The Alcubierre drive is the example usually quoted. Supposedly there is now a design that doesn't require negative energy. The curvature of space-time within a solar system is relatively flat except near massive bodies such as stars and planets. The curvature required by the drive's warp field is probably large in the vicinity of the wall of the warp bubble where large tidal forces would be experienced. However, the whole concept is not something that I know much about. Even the experts often disagree about what is and isn't possible. Even if it isn't possible to construct such a drive, knowing exactly why it's impossible would provide valuable understanding of Physics.
This is good, though, because if you can only travel easily in flat space-time, with gravity being a barrier, it means that there's a reason we're not suddenly wiped out by an alien fleet. That's a fair trade off.

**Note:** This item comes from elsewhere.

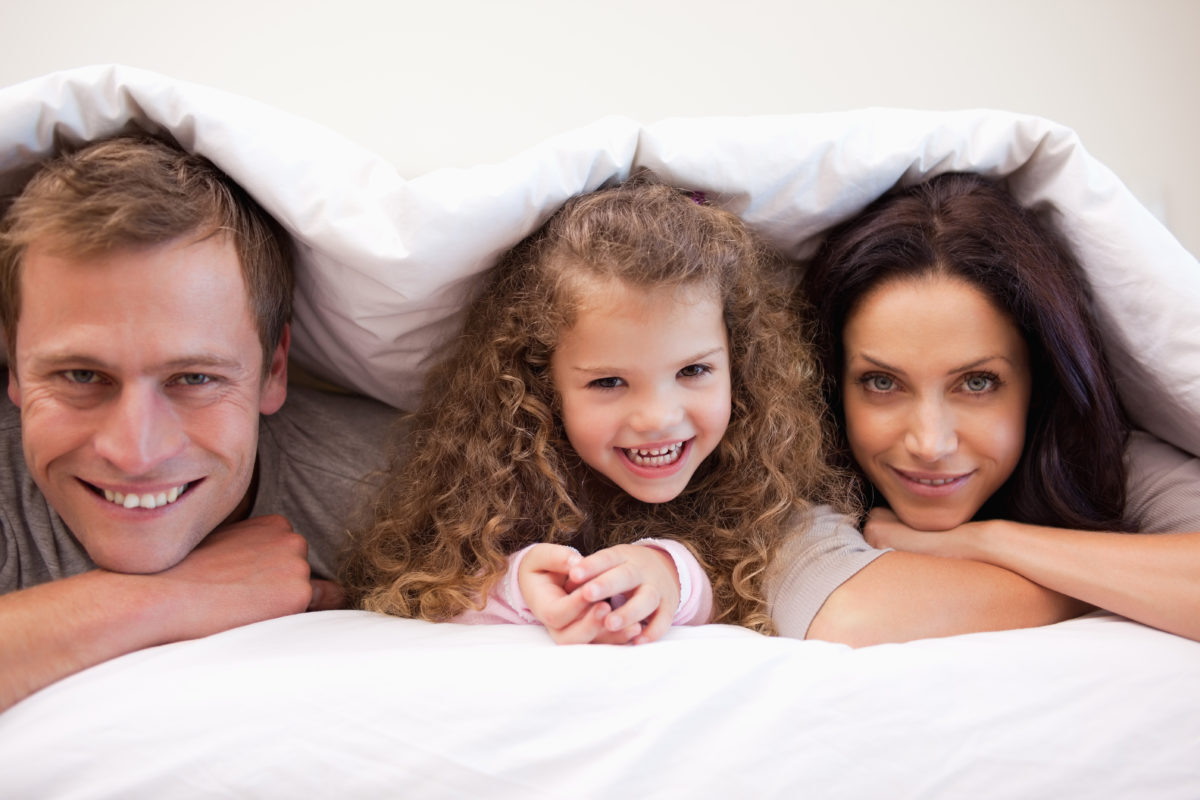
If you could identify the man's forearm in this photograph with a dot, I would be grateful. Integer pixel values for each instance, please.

Heh. In Star Quest Online, to jump from Hyperdrive I to Hyperdrive V, some genius got the idea of...getting out of the system first, past the solar influence (which was around the Asteroid belt, Arbitrary) and boom. Gravitational bodies being a sort of 'coast' or 'seabed' is more than fine. Sure a Star Destroyer can't just pop out over D.C, but that's a fair trade, isn't it?

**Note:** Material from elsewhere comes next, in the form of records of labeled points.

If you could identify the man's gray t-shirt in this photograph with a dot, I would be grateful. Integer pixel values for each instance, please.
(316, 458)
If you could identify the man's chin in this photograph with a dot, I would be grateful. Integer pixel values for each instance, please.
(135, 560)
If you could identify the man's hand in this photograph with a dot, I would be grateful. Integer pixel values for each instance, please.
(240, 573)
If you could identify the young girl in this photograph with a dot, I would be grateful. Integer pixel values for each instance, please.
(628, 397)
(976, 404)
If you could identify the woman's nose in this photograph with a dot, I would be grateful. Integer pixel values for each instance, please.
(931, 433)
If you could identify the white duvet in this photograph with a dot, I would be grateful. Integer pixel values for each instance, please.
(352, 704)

Post-9/11 we now know that accident isn't the only source of danger. Having our beautiful Star Trek dream hijacked by radicals could have disastrous consequences.
Having it hijacked means at worst they burn it up on a course that might take it over a city. Space throws worse at us every day, and while atmospheric distribution will not be enviable, it'll be a fraction of a fraction of any atmospheric bomb test we've done.
We need to stop being so damn scared of nuclear power, nuclear accidents, nuclear mishap. Fukushima did not kill the Pacific, Chernobyl did not kill Kiev to its south, Three Mile didn't do jack. It's all overblown. Respect nuclear, manage it properly, yes, but it's not a world-ender.